Dua ile elde ettiğimiz şeyler çalışarak elde ettiğimizden daha değerli olduğunu düşünüyorum.
İnsanın bazen çalıştığı kurumda koltuğun mu yoksa kendinin mi gücü olduğunu ayırt edebilmemiz gerektiğinin gençlere özellikle tavsiye ediyorum. Ben tüccarım ve benim gerçek davranışlarımı bu alanda gözleyebilirsiniz. Yanımda çalışana hak ettiğini verebiliyor muyum? Birine verdiğim sözü yerine getirebiliyor muyum? Ticaret alanında yapılması gerekenleri yapmıyorsam diğer alanlarda ne yaparsam yapayım asıl sorumluluklarımı yerine getirmiş olmam. Mesela camiamızın ilk iş dünyası derneklerinin birinin kuruluşunda ideallerle gerçekler arasındaki bu uçurumu fark ettik. Meğer bizler de eleştirdiğimiz insanlardan çok da farklı değilmişiz. Onlar da sözünü tutmuyor biz de tutmuyoruz, onlar da çekini ödemiyor biz de ödemiyoruz, o da malını satarken alavere dalavereyle kötü malı iyi diye satmaya çalışıyor biz de... Öyleyse bizim farkımız nedir? Eğer bir farkımız varsa bu farkı ortaya koymamız gerekirdi. Bu tür sorunları, bu dernekleri kurarken fark ettik. Bu sebeple asgari değil insani ücret dedik, ama insani ücreti vermek bazılarımıza zor geldi. Öyle ki insani ücreti verirse batacağını düşünenler oldu. Bahsini ettiğim bu kuruluşun ilk dönemlerinde, Şükrü Alkan’la birlikte görev almıştık. İlgili kurulda insani ücret belirlediğimizi, bunun uygulanması gerektiğini önerdiğimizde bunu uygularsak 6 aya varmadan batacağımızı söylediler. Ama bu, bereketle ilgili bir durum ve biz berekete inanıyoruz. Çok şükür Rabbimiz lütfetti ve işlerimiz umduğumuzdan iyi gitti. Dua ile elde ettiğimiz şeyler çalışarak elde ettiğimizden daha değerli olduğunu düşünüyorum. Fark etmediğimiz bir anda önümüzü açabiliyor, işlerimizin sorunsuz ilerlemesini sağlıyor. Kendi matematiğimiz ve kendi çabamızla açıklayacağımız olaylarla karşılaştık. Burada mühim olan bu olaya gerçekten inanmaktan geçiyor diye düşünüyorum. İşçinin hakkını verdiğimizde kaybetmeyeceğimize inanmamız lazım. İnanmazsak asıl bu durum bereketi kaçırarak malımızı azaltır, kaybetmemize yol açar. Bizim kendi alanımızla ilgili böyle bir inancı kararlılıkla ortaya koymamız gerekir. Bunu uygulayanlar gördüler ki hakkı hukuku uyguladığı için kimse batmıyor, sadece hesapsızlıktan batıyorlar. Çalışanlarımızın, ortaklarımızın, müşterilerimizin hakkını hukukunu gözetmek gerekir. Sözleşmelerimize riayet etmemiz, ürünlerimizin hakkını vermemiz gerekir. Bunları yaptığımızda ortaya çıkacak olan manevi hava, kurumlarımızı hayatta tutacaktır. Piyasa dilinde buna kredi deniyor. Bu standartlara uyanların piyasada kredisi yüksek olacaktır.

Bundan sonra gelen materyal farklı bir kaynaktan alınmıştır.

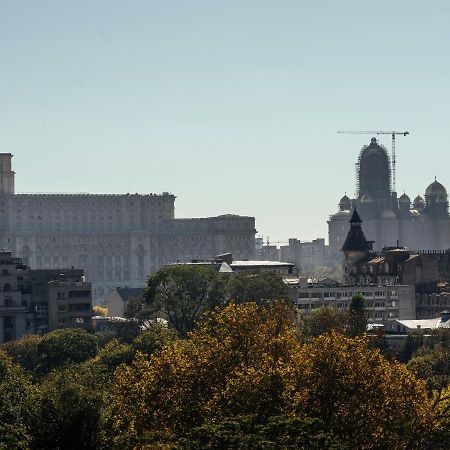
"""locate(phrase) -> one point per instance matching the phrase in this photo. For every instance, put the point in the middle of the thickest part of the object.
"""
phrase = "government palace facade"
(117, 239)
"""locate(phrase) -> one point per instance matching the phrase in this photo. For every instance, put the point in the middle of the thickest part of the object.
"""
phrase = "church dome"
(388, 214)
(436, 188)
(345, 204)
(366, 198)
(374, 171)
(441, 198)
(343, 214)
(404, 199)
(419, 202)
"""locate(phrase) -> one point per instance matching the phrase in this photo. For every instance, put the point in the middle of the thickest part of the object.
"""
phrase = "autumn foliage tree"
(245, 361)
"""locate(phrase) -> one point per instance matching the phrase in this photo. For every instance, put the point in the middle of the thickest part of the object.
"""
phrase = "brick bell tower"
(6, 174)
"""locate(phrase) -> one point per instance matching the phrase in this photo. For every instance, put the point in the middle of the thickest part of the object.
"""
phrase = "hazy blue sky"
(233, 106)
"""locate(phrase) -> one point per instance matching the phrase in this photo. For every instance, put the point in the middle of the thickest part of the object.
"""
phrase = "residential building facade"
(38, 301)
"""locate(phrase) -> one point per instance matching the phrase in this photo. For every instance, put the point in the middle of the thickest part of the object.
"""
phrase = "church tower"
(6, 174)
(356, 247)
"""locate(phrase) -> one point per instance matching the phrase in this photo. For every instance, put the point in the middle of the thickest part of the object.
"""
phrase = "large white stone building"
(117, 239)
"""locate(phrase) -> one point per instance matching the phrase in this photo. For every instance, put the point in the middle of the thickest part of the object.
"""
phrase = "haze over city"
(231, 106)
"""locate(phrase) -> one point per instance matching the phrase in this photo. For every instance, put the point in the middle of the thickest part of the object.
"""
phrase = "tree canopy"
(246, 361)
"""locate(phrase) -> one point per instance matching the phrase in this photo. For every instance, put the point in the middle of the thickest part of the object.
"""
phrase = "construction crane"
(393, 134)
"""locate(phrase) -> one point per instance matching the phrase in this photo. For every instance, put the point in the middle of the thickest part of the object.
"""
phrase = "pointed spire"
(355, 217)
(356, 241)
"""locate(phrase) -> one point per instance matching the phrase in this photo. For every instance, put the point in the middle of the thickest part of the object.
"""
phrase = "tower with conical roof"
(356, 247)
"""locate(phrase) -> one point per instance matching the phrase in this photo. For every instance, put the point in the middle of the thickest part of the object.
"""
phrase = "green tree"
(246, 361)
(261, 287)
(357, 316)
(24, 351)
(182, 293)
(67, 345)
(323, 320)
(15, 405)
(68, 404)
(154, 338)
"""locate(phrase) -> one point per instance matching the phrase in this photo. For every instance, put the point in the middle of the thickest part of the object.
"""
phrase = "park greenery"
(236, 367)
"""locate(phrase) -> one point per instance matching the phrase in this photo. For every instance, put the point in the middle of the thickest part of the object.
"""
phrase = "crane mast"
(393, 158)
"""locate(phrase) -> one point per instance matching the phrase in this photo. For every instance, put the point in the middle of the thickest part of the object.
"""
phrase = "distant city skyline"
(233, 107)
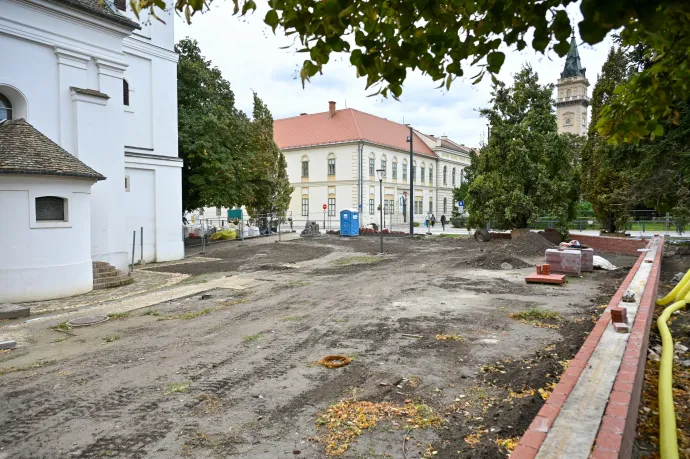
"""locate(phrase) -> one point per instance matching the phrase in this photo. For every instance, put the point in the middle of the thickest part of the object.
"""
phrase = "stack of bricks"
(565, 261)
(619, 317)
(587, 260)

Bir kişi hangi pozisyonda olursa olsun işinin hakkını vermesi gerekir.
Kişi profesyonel olarak da çalışabilir girişimci olarak da her birinin kendine ait sorumlulukları vardır. Hangi pozisyonda olursa olsun işinin hakkını vermesi gerekir. Her işin başında planlamanın olması lazım. Kervanın yolda düzüleceği durumlar da vardır ama genellikle planlamanın önceden yapılması gerekir, aksi hâlde hedeflere ulaşılamayacaktır. Bu sebeple yola çıkmadan önce belli bir planlamanın olması lazım. Planlamanın yanı sıra belli bir cesaret de gerekir ama cesaretin de ölçülü olması şarttır. Tabii ki insanın bilgisi, tecrübesi önemli ama Allah’ın takdirini de göz ardı etmemek gerekir. Bazen yapılması gereken her şeyi yapıyorsun ama iş olmayabiliyor. Bazen de tam tersi, yeterli çaba sarf etmeden beklenmedik başarılar elde edebiliyorsun. Bazen diyorum, şu kadar iş tecrüben var, şu okulda şöyle bir eğitim almışsın, ama diğer taraftan ilkokul mezunu biri sizden daha başarılı bir iş çıkarabiliyor. Bu, takdir-i İlahidir. Bu işler bir yerde nasip meselesidir. En nihayetinde işini düzgün yapacaksın, işin gereklerini yerine getireceksin ve tedbirli olacaksın. Tedbirli olmaman, müdebbir bir tüccar olmadığın anlamına gelir ve sen tedbirli davranmadığında senin dışında pek çok insan da bundan olumsuz etkilenecektir. İş hayatında başarıyı getiren unsur, kişinin bulunduğu pozisyonla barışık olmasıdır. Profesyonel bir personel olarak, kendinizi yaptığınız işte iyi olmaya adarsanız, başarıyı yakalarsınız. Ben profesyonel olarak hizmet verirken patronlarım kadar çalışır ve yaptığım işi onlardan daha iyi bildiğimi düşünürdüm. Şimdi de aynı tempoyla çalışıyorum. Hâlâ senenin 100 gününü uçakta veya otelde geçiriyorum. Aslında buna mecbur da değilim ama bu tempo, işimi iyi yapmanın bir gereği.